- Trava Location in Slovenia
- Coordinates: 45°36′10.1″N 14°40′16.66″E﻿ / ﻿45.602806°N 14.6712944°E
- Country: Slovenia
- Traditional region: Lower Carniola
- Statistical region: Southeast Slovenia
- Municipality: Loški Potok

Area
- • Total: 8.22 km^{2} (3.17 sq mi)
- Elevation: 775 m (2,543 ft)

Population (2002)
- • Total: 25
- Postal code: 1319

= Trava, Loški Potok =

Trava (/sl/; Obergrass or Obergraß) is a village in the Municipality of Loški Potok in southern Slovenia. The area is part of the traditional region of Lower Carniola and is now included in the Southeast Slovenia Statistical Region.

==Church==
The local church was a chapel of ease dedicated to Lawrence of Rome. It was first mentioned in written documents dating to 1526 and was one of the oldest churches in the Parish of Osilnica. Some sources indicate that defensive walls stood around the church to protect against Ottoman raids; no trace of these walls remain today. The church stood in the middle of the village cemetery; it had a rectangular nave and an octagonal chancel walled on three sides. A square belfry stood on the north side of the building and the sacristy stood on the south side between the nave and chancel.

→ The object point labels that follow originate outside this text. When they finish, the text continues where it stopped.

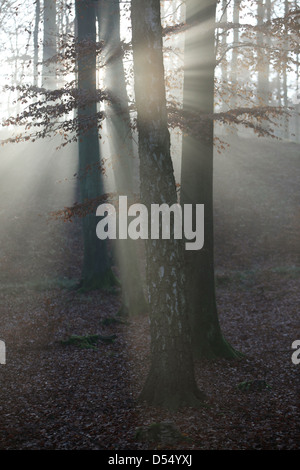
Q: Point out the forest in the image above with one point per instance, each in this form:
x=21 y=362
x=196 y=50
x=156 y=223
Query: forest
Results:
x=149 y=226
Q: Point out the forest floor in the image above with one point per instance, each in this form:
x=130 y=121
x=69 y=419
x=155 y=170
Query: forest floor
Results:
x=58 y=396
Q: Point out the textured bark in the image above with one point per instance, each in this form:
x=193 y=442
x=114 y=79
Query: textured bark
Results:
x=234 y=60
x=35 y=42
x=197 y=182
x=171 y=381
x=96 y=272
x=263 y=10
x=49 y=44
x=119 y=130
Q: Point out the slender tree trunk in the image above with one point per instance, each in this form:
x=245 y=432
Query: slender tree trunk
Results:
x=49 y=44
x=121 y=143
x=262 y=57
x=284 y=84
x=197 y=181
x=171 y=381
x=234 y=60
x=224 y=66
x=96 y=272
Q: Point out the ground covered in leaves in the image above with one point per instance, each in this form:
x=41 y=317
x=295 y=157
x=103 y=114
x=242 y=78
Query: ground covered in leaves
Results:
x=82 y=394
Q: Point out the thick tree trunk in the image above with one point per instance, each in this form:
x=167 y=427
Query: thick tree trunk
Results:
x=171 y=381
x=197 y=181
x=96 y=272
x=119 y=129
x=49 y=44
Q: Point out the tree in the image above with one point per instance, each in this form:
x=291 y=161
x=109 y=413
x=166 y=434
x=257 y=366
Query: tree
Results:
x=197 y=179
x=49 y=44
x=35 y=42
x=121 y=145
x=171 y=382
x=96 y=272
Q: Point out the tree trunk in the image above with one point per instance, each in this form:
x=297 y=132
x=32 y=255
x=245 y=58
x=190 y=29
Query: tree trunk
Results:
x=119 y=130
x=35 y=42
x=96 y=272
x=197 y=181
x=49 y=44
x=284 y=84
x=171 y=381
x=234 y=60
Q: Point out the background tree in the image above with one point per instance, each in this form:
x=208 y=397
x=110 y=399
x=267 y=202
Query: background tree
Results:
x=171 y=381
x=119 y=129
x=49 y=44
x=96 y=270
x=197 y=178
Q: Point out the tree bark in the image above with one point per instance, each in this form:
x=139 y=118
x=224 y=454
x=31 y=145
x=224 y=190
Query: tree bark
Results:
x=49 y=44
x=171 y=382
x=96 y=272
x=121 y=144
x=35 y=42
x=197 y=181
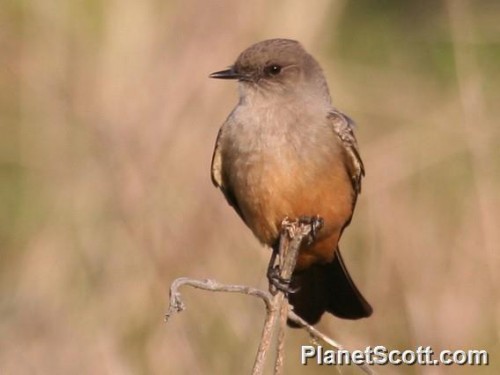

The present-day ruins date from a rebuilding of the church in the 17th century. The church was assigned to the newly founded Parish of Draga in 1834. The building was reworked at the end of the 19th century with the addition of the belfry, the sacristy, and new windows; the interior was also newly vaulted at this time, and the year 1894 was carved into the stone door casing. The church was covered by a gabled shingled roof. The church was burned down by the Partisans on 22 July 1942. It was not rebuilt after the war; the ruins include the partially preserved tower of the belfry.